Just last month it was revealed that this was the ‘elegant solution’ that John Key was negotiating with the secretive ‘Iwi Leadership group’. Tariana Turia rejected this option because it essentially doesn’t change the status quo. Under the current law, Maori can negotiate with the Crown for recognition of customary rights, now they’ll be able to do that via the court system as well.

Last month, Hone Harawira explicitly ruled out following such a path, took some digs at the Iwi Leadership Group, and said he had his party’s backing to push for a satisfactory solution, which he was clear has always been full ownership. Here are the three principles that Harawira said had been agreed by his party for the F&S:

1. Maori Title: If government can assume ownership of the FSSB with one piece of legislation, they can just as easily give it back to Maori with another. That will put an immediate end to all the anxiety and angst and anguish from the past, and the decades of discord that will surely await us in the future, in we don’t act honourably now.

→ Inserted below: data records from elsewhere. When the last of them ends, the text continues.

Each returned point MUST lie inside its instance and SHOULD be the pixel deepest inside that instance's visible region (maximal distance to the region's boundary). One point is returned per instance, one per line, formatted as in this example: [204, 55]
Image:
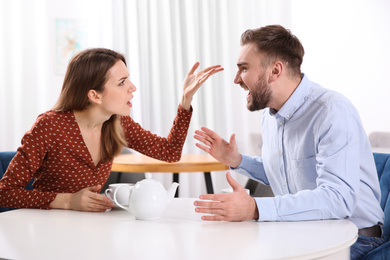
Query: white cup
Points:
[230, 190]
[122, 195]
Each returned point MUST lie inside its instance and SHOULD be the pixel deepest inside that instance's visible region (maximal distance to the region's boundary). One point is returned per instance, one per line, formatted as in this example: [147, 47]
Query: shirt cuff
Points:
[182, 109]
[266, 208]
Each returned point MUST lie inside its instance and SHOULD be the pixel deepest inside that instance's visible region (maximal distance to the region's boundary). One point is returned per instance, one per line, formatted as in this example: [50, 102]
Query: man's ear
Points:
[277, 69]
[94, 97]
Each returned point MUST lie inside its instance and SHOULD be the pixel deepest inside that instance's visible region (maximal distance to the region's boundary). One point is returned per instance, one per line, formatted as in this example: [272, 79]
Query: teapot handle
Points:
[115, 200]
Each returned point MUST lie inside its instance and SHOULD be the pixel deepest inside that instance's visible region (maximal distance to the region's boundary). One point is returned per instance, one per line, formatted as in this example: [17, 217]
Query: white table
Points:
[180, 234]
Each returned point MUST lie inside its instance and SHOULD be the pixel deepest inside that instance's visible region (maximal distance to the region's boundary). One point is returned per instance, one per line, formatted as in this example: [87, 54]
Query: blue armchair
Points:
[382, 162]
[5, 159]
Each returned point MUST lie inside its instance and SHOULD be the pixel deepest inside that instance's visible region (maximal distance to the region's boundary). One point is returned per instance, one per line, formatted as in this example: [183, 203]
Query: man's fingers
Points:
[232, 182]
[204, 148]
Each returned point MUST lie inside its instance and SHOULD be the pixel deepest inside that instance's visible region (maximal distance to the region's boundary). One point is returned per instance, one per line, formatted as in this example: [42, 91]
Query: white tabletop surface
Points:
[179, 234]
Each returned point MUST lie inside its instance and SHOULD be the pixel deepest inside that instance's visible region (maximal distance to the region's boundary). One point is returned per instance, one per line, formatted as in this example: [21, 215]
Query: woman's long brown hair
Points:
[88, 70]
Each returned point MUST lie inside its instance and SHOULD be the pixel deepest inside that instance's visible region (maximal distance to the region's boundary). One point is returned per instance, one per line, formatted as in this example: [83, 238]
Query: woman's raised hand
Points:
[194, 80]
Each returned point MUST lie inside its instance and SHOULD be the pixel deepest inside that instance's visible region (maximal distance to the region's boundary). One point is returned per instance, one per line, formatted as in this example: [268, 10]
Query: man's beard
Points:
[260, 96]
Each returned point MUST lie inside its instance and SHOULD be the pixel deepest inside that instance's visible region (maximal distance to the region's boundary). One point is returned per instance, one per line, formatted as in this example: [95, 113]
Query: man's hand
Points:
[235, 206]
[226, 153]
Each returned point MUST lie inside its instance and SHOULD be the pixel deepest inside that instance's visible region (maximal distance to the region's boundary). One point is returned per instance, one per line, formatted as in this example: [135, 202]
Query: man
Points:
[316, 154]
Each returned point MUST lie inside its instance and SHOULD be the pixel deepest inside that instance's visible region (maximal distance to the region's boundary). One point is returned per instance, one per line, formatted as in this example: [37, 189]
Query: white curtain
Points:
[164, 38]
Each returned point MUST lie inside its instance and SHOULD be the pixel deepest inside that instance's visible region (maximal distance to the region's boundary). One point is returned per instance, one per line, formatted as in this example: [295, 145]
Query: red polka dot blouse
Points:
[54, 154]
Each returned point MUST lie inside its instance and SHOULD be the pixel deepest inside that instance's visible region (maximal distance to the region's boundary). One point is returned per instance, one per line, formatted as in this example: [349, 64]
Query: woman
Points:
[69, 150]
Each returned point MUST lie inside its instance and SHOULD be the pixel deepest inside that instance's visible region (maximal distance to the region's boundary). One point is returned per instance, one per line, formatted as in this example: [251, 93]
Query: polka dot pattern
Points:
[54, 154]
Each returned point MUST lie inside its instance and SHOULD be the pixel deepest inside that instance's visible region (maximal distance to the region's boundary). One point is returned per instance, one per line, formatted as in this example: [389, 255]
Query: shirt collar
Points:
[295, 101]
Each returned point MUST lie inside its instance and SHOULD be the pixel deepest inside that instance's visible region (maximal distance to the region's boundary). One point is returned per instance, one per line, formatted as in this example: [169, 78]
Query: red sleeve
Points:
[167, 149]
[22, 169]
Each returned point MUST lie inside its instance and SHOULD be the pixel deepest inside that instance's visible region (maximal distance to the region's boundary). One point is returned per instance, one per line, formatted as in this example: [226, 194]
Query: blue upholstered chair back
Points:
[5, 159]
[382, 162]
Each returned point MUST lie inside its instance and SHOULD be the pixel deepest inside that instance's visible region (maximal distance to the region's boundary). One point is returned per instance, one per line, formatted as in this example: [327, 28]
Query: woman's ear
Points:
[94, 97]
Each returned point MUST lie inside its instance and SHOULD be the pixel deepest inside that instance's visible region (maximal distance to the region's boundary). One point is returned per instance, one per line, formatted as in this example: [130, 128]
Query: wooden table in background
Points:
[188, 163]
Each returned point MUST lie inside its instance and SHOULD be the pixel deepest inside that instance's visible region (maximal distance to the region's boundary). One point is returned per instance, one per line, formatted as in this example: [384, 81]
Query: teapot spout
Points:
[171, 192]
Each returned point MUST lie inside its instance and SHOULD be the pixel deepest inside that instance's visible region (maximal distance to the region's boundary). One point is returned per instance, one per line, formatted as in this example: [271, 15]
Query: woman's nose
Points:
[237, 79]
[132, 87]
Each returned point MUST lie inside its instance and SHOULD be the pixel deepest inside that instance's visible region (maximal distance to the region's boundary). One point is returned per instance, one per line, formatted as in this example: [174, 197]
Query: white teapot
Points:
[148, 198]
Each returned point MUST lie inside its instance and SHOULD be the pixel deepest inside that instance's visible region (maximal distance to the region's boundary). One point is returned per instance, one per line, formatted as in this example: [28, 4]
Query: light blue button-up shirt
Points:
[317, 159]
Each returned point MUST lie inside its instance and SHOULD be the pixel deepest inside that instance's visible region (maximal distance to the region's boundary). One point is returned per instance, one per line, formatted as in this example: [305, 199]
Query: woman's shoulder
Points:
[54, 118]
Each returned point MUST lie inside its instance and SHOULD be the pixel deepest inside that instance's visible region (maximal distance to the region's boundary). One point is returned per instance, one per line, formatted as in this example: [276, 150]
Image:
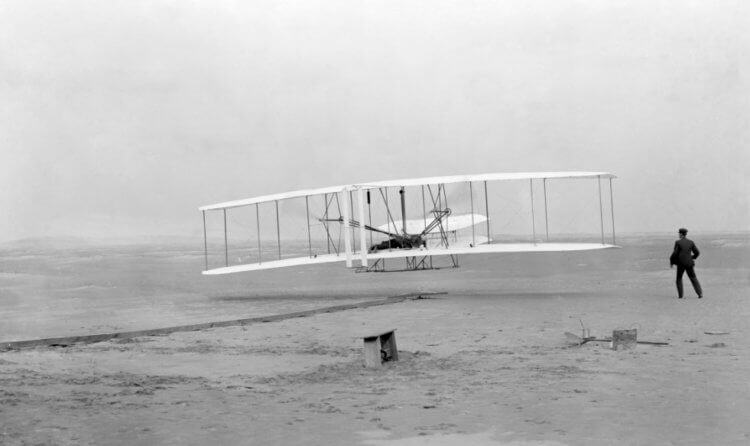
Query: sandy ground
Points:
[485, 364]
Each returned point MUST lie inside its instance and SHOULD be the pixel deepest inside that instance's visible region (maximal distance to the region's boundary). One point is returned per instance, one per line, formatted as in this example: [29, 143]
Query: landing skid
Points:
[414, 263]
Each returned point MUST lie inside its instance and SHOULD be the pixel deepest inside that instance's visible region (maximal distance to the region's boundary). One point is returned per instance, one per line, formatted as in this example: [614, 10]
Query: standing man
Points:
[684, 255]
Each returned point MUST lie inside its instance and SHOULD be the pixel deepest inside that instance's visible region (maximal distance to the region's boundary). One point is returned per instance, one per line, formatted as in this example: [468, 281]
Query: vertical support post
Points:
[487, 211]
[362, 233]
[205, 240]
[387, 215]
[278, 228]
[424, 209]
[546, 220]
[601, 207]
[447, 219]
[402, 194]
[533, 219]
[309, 239]
[325, 223]
[226, 243]
[257, 223]
[612, 207]
[351, 212]
[471, 199]
[347, 238]
[369, 215]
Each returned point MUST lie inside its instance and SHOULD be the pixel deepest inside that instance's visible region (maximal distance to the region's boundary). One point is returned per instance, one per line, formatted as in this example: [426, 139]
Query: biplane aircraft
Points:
[364, 225]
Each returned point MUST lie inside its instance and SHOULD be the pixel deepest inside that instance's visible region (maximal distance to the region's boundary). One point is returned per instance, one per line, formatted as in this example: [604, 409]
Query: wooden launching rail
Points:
[90, 339]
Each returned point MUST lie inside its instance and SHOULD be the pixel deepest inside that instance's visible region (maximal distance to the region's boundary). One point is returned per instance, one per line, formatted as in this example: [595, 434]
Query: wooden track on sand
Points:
[90, 339]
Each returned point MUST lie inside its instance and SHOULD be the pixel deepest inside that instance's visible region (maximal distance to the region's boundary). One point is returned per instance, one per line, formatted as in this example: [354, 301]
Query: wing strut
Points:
[612, 207]
[546, 221]
[471, 199]
[601, 208]
[226, 245]
[487, 211]
[533, 224]
[257, 222]
[205, 240]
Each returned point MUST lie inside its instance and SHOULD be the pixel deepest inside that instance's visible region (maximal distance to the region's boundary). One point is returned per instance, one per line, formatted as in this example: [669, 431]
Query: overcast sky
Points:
[121, 118]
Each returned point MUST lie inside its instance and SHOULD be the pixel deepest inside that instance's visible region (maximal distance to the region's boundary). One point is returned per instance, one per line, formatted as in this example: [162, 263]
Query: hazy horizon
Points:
[119, 119]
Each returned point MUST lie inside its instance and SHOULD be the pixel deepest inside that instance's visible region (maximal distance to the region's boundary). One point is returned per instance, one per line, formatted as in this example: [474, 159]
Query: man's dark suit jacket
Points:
[684, 253]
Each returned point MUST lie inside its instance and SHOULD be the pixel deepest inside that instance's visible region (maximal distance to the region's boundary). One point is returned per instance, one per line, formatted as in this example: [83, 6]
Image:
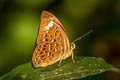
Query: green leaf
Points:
[84, 66]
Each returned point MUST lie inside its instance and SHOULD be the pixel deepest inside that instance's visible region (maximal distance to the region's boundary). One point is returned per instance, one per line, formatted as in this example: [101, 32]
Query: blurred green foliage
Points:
[20, 19]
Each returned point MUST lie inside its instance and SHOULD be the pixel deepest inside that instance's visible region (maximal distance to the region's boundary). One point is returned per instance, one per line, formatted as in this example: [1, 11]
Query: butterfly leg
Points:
[60, 62]
[73, 57]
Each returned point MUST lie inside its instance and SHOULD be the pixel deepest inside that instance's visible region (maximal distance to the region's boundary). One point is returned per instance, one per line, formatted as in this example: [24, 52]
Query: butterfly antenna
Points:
[79, 38]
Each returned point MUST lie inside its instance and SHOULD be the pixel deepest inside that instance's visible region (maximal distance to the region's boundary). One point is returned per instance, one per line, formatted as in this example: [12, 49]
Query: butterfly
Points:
[52, 43]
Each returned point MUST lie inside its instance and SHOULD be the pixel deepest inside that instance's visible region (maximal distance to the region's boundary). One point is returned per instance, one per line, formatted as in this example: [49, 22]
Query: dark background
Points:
[20, 19]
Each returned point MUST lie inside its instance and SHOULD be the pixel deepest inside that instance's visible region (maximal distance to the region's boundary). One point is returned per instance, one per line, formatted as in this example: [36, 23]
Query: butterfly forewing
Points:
[52, 43]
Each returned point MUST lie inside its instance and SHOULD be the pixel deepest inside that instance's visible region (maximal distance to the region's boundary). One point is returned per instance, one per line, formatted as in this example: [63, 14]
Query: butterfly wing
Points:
[52, 43]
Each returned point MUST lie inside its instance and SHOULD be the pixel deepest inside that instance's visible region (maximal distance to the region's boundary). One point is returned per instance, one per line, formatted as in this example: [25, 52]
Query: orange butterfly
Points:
[52, 43]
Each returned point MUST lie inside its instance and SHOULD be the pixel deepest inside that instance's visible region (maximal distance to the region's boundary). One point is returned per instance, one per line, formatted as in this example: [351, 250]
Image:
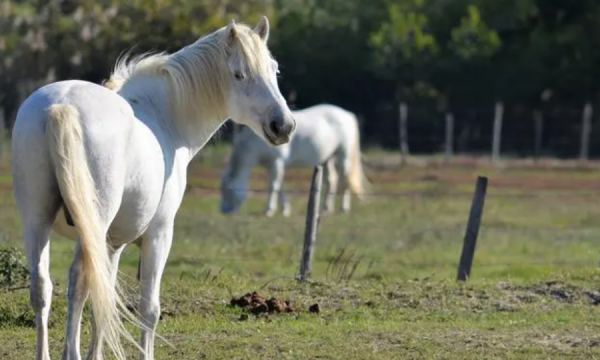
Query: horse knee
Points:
[151, 313]
[40, 290]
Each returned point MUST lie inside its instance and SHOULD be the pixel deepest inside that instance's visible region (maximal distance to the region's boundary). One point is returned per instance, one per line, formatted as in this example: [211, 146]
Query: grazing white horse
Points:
[116, 163]
[325, 134]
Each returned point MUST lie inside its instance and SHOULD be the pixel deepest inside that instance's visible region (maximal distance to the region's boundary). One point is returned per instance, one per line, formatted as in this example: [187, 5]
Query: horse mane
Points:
[197, 75]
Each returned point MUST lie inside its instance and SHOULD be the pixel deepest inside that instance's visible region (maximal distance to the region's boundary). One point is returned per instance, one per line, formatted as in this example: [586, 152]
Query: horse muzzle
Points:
[279, 129]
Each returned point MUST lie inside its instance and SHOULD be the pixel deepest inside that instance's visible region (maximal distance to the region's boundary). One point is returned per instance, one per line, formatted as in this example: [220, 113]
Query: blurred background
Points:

2. Inalienability: In the same legislation, include a clause ensuring that Maori can never sell the Foreshore and Seabed. That fits with the Maori world view that we don’t own land as a commodity, but rather we hold it as a taonga for future generations. It will also put an end to all that rubbish about Maori only wanting it so we can sell it.

3. Full Access: Again, in the same legislation, guarantee full access to all New Zealanders, because in the same way that Maori don’t want it to keep it for ourselves, neither do we want it to keep Pakeha out. As kaitiaki, we must be able to set limits on access to protect seafood stocks, promote conservation, and control behaviour, but granting access to Kiwis is an easy deal.

But that was then. Now, Turia is already laying the groundwork for a humiliating back down:

“I encourage our people, who might be struggling with those proposals, to seek guidance from their hapu, to return home to those hapu who have, for generation after generation, cared for te takutai moana on behalf of us all. Our priority is repeal – we promised our people we’d get it so that’s our main objective. Beyond repeal is to get the best deal for our mokopuna,”

Notice how it’s no longer about getting ownership rights recognised. Turia is pretending it was always simply a technocratic issue about repealing an Act, even if the replacement regime is largely the same in effect.

Turia is going to chicken out on the issue that created her party. As we’ve been predicting all along. I guess anything it’s all pretty much the same either way from the back of a Crown limo.